Banks brace for lower profits – Journal

KARACHI: The national stock market went bust on Monday mainly because investors reacted to the sharp increase in tax rates on the index heavyweight banking sector.
If parliamentarians pass the proposed changes to the banking sector tax regime in their current form, commercial banks’ net profits will decline by around 20% for 2022 and 15% for 2023, according to Topline Securities. Banks’ accounting period for financial statements is the calendar year.
The federal budget aims to increase taxes on banks under three different headings: a higher corporate income tax, an additional “poverty alleviation” tax, and an increase in taxes on interest income. generated by public securities.
From now on, the banks pay a corporation tax of 35 pc and a super tax of 4 pc, which brings the minimum applicable tax to 39 pc. The proposed budget increases the corporate tax rate to 45% while eliminating the super tax altogether. In addition, it imposes a poverty alleviation tax of 2% on all companies with profits above Rs 300 million.
Therefore, the post-budget minimum taxes applicable to commercial banks amount to 47%.

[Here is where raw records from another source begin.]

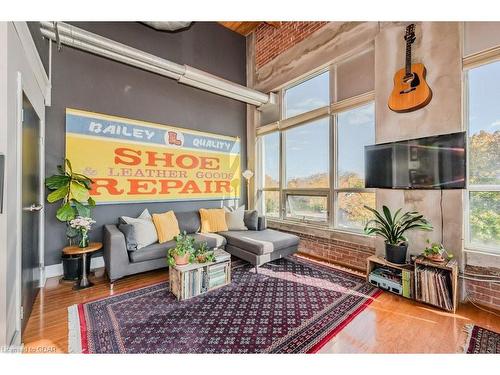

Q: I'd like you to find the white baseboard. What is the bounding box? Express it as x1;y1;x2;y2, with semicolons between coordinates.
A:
44;256;104;285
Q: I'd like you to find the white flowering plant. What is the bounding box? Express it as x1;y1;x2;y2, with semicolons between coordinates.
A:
69;216;95;232
69;216;95;247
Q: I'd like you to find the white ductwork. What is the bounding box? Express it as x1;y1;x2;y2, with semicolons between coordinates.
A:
142;21;192;31
40;22;276;106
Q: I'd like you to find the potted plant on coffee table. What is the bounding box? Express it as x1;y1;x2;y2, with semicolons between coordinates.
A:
422;239;453;263
194;242;215;263
365;206;433;264
168;232;195;266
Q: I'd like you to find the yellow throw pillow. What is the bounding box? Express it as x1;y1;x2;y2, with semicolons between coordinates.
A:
153;211;181;243
200;208;227;233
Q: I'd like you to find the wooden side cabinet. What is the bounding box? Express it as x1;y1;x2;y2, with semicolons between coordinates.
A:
366;255;458;312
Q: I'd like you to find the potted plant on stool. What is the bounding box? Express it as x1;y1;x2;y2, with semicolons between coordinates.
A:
365;206;433;264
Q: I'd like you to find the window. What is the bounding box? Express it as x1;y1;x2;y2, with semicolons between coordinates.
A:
335;102;375;230
257;49;375;233
284;117;330;189
260;132;280;188
283;71;330;118
286;193;328;223
466;62;500;252
257;132;280;218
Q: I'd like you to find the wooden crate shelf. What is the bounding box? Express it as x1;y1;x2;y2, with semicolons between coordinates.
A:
169;249;231;300
366;255;458;312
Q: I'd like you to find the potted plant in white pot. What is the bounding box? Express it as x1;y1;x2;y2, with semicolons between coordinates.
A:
365;206;433;264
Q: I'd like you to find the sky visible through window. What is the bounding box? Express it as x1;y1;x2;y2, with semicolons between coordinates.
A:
262;132;280;187
284;71;330;118
337;103;375;179
468;62;500;135
284;117;330;183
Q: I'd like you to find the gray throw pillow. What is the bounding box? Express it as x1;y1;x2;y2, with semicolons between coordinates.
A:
118;224;137;251
243;210;259;230
175;211;201;233
121;208;158;250
224;206;248;230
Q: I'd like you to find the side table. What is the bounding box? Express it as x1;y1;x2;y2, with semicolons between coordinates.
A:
63;242;102;290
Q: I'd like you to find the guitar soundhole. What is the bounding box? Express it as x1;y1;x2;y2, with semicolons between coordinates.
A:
399;73;420;94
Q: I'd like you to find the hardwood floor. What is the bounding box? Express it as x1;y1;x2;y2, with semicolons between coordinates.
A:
23;262;500;353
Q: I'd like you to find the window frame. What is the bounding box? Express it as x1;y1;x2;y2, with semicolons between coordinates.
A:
256;51;376;235
462;59;500;255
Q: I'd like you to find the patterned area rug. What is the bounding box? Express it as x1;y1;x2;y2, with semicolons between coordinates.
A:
464;324;500;354
69;257;380;353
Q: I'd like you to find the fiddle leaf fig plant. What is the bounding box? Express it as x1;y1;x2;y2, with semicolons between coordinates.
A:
45;159;95;225
365;206;433;245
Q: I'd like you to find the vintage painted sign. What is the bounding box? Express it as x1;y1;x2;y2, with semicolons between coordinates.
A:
66;108;241;204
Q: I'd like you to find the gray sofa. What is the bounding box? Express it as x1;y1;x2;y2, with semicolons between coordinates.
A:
104;211;299;283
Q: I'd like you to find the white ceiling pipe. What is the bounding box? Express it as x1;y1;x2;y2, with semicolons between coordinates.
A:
181;65;269;103
179;76;262;106
40;22;275;106
41;29;181;80
40;22;184;74
142;21;192;31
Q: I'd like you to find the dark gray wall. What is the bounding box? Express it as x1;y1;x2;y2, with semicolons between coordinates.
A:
29;22;246;265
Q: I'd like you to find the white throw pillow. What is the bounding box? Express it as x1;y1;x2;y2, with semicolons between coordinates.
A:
122;208;158;250
224;206;248;230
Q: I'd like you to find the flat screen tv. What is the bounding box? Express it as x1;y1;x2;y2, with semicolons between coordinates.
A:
365;132;466;189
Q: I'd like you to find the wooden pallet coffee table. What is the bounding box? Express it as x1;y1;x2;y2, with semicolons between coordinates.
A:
169;249;231;300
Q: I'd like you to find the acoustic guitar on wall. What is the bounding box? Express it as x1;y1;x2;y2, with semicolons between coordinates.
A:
388;23;432;112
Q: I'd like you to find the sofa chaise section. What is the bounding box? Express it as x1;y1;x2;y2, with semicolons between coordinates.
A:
104;211;299;283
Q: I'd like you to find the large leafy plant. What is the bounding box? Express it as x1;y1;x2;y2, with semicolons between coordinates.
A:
45;159;95;223
365;206;433;245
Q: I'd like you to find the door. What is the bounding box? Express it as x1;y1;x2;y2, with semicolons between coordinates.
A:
21;93;42;332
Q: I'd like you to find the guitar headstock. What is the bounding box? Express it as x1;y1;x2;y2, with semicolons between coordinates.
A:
405;23;415;44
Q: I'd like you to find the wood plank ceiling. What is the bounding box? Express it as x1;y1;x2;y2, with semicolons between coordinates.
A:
219;21;281;36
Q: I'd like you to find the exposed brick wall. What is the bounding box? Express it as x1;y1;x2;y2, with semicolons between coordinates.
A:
465;265;500;310
280;229;375;271
255;21;328;68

“The sector has been burdened with heavy taxes across the board on (the) increased earnings in the ongoing monetary tightening environment – in addition to being penalized for higher incomes from federal government securities,” he said. said Amreen Soorani, head of research at JS Global.
The proposed budget aims to increase the tax rate on banks’ interest income they earn by investing in government securities like treasury bills and bullion bonds.

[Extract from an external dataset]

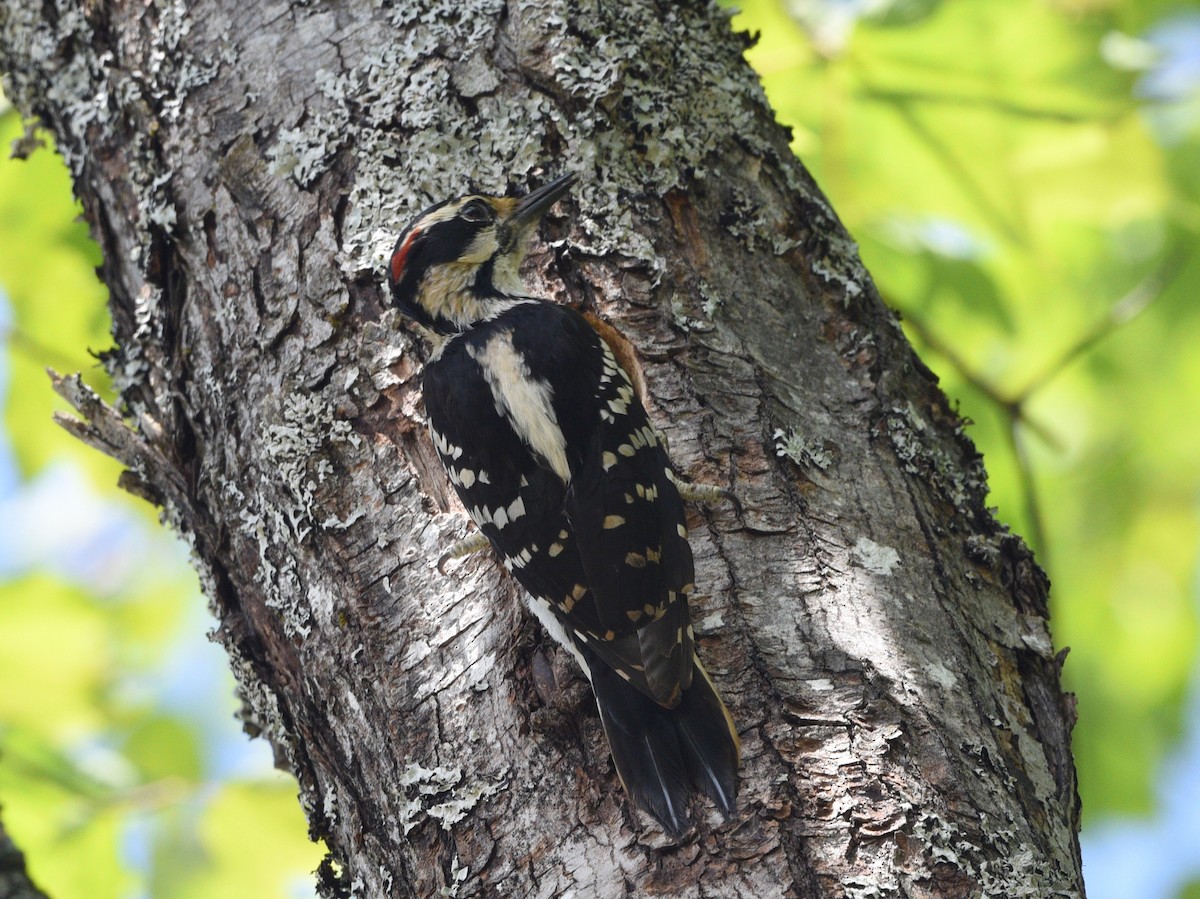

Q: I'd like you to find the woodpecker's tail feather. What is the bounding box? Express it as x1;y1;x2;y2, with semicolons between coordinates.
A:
590;659;740;839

“Following the 2021 law amending the SBP, the government must rely mainly on commercial bank borrowing to finance its budgetary needs, which has led to an increase in secondary market yields on government securities,” he said. said Umair Naseer, associate director of research at Topline Securities.

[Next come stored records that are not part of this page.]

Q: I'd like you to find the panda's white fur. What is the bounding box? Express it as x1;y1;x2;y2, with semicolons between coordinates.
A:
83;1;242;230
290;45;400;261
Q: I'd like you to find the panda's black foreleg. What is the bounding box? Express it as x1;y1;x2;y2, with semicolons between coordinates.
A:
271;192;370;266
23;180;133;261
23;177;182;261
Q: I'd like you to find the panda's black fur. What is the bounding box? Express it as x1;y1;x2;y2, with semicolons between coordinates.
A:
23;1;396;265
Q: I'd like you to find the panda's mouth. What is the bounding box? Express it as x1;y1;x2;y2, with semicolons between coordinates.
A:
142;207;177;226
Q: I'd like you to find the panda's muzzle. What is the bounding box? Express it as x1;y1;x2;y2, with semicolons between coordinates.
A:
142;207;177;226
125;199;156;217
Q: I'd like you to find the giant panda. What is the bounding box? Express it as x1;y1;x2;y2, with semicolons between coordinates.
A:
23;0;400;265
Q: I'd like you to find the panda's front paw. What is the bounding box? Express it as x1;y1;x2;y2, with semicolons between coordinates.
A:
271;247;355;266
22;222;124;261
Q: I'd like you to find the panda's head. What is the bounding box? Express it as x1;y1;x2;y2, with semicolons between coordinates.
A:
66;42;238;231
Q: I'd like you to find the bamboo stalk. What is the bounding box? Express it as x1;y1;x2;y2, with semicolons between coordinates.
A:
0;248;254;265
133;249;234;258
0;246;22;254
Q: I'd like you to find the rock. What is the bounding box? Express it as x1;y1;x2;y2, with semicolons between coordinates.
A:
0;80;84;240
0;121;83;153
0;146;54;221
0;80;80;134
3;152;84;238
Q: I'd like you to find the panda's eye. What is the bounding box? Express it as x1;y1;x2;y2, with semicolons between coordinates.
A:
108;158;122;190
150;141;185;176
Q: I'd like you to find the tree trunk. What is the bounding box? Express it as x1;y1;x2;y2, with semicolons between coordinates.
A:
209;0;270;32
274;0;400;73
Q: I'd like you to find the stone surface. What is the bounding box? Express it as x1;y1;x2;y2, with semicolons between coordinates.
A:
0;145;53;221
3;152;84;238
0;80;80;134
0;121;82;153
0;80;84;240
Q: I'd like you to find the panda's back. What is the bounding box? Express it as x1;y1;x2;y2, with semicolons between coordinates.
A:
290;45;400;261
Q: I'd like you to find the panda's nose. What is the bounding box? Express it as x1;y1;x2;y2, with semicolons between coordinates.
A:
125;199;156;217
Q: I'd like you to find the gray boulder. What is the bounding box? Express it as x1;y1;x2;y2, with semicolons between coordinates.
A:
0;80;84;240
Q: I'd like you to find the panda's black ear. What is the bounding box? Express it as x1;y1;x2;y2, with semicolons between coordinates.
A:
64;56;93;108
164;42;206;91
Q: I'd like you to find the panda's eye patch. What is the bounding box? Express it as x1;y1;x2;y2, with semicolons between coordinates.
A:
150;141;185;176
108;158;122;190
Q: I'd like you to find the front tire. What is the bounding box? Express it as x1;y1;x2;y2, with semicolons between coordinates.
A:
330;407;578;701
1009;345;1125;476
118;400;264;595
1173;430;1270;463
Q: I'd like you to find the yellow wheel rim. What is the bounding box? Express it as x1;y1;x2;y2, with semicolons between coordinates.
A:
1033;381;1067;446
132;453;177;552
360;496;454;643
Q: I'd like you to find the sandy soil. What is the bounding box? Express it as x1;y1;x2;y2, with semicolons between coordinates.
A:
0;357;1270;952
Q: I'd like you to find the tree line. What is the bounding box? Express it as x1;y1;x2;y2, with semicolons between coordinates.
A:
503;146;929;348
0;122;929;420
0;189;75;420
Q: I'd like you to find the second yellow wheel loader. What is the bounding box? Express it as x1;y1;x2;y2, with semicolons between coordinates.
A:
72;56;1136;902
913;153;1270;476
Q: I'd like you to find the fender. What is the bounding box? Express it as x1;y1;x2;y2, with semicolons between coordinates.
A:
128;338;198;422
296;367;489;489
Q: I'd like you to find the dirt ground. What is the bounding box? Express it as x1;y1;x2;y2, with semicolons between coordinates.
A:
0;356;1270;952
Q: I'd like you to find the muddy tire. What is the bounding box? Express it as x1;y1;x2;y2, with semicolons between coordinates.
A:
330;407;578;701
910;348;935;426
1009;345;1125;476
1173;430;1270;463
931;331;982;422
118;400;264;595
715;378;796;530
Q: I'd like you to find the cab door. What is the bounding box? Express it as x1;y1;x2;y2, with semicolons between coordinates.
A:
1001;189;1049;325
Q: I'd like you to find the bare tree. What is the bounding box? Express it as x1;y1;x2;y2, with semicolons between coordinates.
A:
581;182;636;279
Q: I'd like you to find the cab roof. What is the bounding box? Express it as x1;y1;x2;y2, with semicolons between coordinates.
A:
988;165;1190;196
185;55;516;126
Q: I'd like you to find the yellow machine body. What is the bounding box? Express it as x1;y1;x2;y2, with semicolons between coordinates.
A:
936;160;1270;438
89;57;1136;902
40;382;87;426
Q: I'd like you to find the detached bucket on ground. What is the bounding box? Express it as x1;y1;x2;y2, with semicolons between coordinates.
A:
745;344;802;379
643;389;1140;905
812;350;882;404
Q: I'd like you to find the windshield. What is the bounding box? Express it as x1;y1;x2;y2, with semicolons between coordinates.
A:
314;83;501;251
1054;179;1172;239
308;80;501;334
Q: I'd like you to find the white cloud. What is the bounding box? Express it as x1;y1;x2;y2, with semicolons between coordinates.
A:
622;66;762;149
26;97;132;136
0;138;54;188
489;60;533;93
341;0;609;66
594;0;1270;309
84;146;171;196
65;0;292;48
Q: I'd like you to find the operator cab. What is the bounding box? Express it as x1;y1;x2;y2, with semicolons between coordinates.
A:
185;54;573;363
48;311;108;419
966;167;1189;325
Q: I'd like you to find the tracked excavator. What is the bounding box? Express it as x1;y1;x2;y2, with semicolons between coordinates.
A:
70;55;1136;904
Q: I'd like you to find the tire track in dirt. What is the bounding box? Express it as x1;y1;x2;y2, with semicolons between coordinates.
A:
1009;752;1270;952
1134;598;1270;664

The proposed hike in the tax rate on interest income earned on government securities is aimed at preventing banks from taking “undue advantage” of Islamabad’s recent ban on direct borrowing from the central bank, it said. -he adds.
The new tax rates on interest income from government securities are different for banks with a variable advances on deposits ratio (ADR), which measures outstanding loans as a percentage of deposits. A lower ADR means the bank is lazy investing more of its deposits in risk-free government papers.
The proposed tax rate with banks with ADRs of 50% or more is 45% compared to the 35% currently in place. The rate is expected to rise from 37.5% to 49% for banks with ADRs between 40% and 50%. It will be 55% for banks with ADRs below 40%.
“Banks will now gradually try to get rid of high cost deposits and will also seek to increase their exposure to advances to minimize the impact of these measures,” Naseer said, adding that banks may also challenge this “huge increase taxes” in court. .
According to the calculation made by AKD Securities, the proposed measures will help the government raise an additional 70-80 billion rupees in taxes per year. The total contribution to the public treasury from members of the Association of Banks of Pakistan in 2021 was more than 340 billion rupees, according to the representative body of commercial lenders.